It’s time again for Christians to make their way to the National Campground Meeting, this year set for Sept. 8-12. As in years past, there are area pastors who lead the nightly services and musicians who lift their voices in song and praise. It’s not the work of one denomination. Baptists, Presbyterians, Methodists and Quakers have been making their way here since 1873, 140 years ago.
The camp came into being as a way to help Greenback and the surrounding communities heal after the bitterness of the Civil War. Many families and communities were divided and it was the hope of the campground meeting organizers to bring about unity.
First time as speaker
The Rev. Ben Styles, pastor at Niles Ferry Baptist Church in Greenback, is one of this year’s speakers. His church has been involved in the annual revival for years but this is his first time as one of the worship leaders. He said standing in that historic place brings an almost indescribable feeling.
“There is just a different feel,” the pastor said. “You look at some of those nails that were placed there over so long ago. You look up into the rafters and you are outside. It does connect you with the historical faith and history of the United States.”
The four denominations that started this tradition — Baptists, Methodists, Presbyterians and Quakers — still participate to this day. In addition to Styles, speakers will include the Rev. Keith Ross, pastor at Oak Street Baptist in Maryville. He will deliver the message on Sept. 8. The Rev. Rich Carnes of Axley Chapel Presbyterian, will lead the service on Sept. 9, followed by Styles on Sept. 10. The Rev.
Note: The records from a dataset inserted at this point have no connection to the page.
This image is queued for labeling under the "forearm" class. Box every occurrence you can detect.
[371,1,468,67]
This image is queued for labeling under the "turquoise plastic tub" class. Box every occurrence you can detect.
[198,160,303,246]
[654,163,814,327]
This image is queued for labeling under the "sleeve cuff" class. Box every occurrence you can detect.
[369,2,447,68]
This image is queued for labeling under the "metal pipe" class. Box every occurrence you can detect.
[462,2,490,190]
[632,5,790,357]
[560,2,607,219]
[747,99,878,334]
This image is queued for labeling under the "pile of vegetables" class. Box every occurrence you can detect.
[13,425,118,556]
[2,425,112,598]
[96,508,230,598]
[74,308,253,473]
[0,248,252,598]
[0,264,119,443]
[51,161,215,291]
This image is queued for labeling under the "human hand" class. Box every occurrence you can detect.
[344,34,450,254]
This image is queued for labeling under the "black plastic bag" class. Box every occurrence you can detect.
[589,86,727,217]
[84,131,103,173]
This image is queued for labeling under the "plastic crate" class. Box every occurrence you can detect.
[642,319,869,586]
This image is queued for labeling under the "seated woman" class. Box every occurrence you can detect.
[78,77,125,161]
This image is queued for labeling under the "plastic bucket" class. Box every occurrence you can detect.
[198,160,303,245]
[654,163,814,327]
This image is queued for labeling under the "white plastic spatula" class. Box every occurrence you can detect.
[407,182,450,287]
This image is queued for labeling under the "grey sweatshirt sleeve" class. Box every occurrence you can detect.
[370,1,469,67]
Jon Faraone, pastor at Center Presbyterian in Tellico Plains, will speak on Sept. 11. The meeting will conclude with the Rev. Larry Fowler of Friendsville Friends Meeting.
Music will be, provided by First Presbyterian of Greenback, First Baptist of Lenoir City, Ball Play Friends, Mac and Becky Whitehead, Springview Baptist, Baker’s Creek, Greenback Memorial Baptist and Middlesettlements United Methodist.
Rooted in tradition
If there’s anyone who can talk about the rich tradition of the National Campground, it’s Bobby Anderson, who has been chairman of the annual revival for more than 20 years. Not only that, the first time he attended the meeting was as a baby in his mother’s arms. He’s now 80.
Anderson has been an attendee longer than anyone. He said as far as he knows, the revival has never had to be canceled for any reason. Not weather, not war.
In the early days of the annual celebration, people arrived by wagons and camped on the property for two weeks. It was held in August in years past, but September seemed a more suitable time for this outdoor gathering.
The first meeting was actually held in a tent, but the tabernacle shed was constructed a short time later. The timbers that were used came from nearby farms. The Rev. W.B. “Billy” Brown, a Presbyterian minister, held the first meeting in the new tabernacle.
The historical significance of this site hasn’t been overlooked. It is on the National Register of Historic Places, a designation given back in 1972. The National Campground was also recognized with a Civil War Trails plaque. Some of the trustees of the National Campground were Unionists, others Confederates.
Mesh of old and new
Attendance has ebbed and flowed over the years, Anderson said. “Last year there was a good crowd,” he said.
Keith Ross is the worship leader and has done so in years past. He has been part of the annual gathering for 10 years. He said organizers want to appeal to young and old as they seek to keep the tradition alive.
“It’s been a good mix of young and old over the last few years,” he said. “We want to stretch across generations. We try to appeal to the young and at the same time keep the feel of the original campground. You don’t want to change it too much.”
Stiles agrees that how things are done should be preserved. There is electricity at the site now and portable bathrooms are placed there. Many of the worn-out wooden benches have been removed. But what has remained is the spirit of unity that brought this meeting into existence generations ago.
“I have been in full-time ministry for over 20 years now,” Styles said. “This is unique. I have never been in another setting like this.”